Even if a canine was lucky enough to find some food, he had to compete with other canines in his pack, including other animals, to keep his share of the food. So canines would bury bones near their den. This hoarding was also helpful incase there were leftovers! Burying leftover meat in the soil kept it cool and protected it from sun and scavengers. The soil acts as nature’s refrigerator keeping the food fresher for longer so that in times of food scarcity, the canine could simply just dig it up and enjoy a meal.
If you’ve enjoyed a couple of days exploring and observing wildlife, you’ll notice that dogs aren’t the only creatures that practise hoarding. Leopards drag their kill high up in the tree, to enjoy their meal without the fear of scavengers. Squirrels store their nuts and acorns in a tree hollow and beavers collect piles of vegetation around their lodges before a cold winter.
It’s pretty obvious your dog doesn't need to hunt or hoard his food as a survival tactic like his ancestors, but since this instinct is embedded deep within, it resurfaces from time to time.
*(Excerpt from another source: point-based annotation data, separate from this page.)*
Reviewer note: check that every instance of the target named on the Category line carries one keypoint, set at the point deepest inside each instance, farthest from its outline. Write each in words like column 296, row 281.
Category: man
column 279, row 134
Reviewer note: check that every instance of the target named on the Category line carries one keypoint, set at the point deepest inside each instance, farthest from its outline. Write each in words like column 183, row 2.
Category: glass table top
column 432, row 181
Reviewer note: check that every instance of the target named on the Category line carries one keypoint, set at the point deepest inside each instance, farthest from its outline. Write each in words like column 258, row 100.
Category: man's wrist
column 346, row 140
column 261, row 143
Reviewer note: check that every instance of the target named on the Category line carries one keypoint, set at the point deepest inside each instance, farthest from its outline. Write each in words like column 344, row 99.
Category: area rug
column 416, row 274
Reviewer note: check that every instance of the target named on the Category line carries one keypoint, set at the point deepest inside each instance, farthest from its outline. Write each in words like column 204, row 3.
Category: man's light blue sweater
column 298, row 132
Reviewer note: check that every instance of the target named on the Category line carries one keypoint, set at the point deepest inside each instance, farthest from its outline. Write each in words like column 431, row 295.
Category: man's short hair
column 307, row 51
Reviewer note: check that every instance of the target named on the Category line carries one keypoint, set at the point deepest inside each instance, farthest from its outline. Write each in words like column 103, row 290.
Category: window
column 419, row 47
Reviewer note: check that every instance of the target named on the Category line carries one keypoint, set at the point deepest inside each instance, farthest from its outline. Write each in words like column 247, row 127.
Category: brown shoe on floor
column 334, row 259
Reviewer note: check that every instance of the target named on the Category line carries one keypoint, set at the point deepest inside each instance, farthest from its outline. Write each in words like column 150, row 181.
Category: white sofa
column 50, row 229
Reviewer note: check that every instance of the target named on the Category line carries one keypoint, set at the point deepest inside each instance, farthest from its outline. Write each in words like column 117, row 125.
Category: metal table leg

Because today’s dog will always have his bowl filled and refilled, he doesn't have the need to dig up old bones/meat for nourishment, so chances are that hidden treasures may end up remaining hidden! That’s not much of a problem if the item is not perishable. But if its, its best to keep a watch out as you don't want your dog to be munching on a perished item weeks later only to suffer from an infection or digestive issue. If you are treating your dog with fresh or raw meat and bones, best to ensure they eat them right away.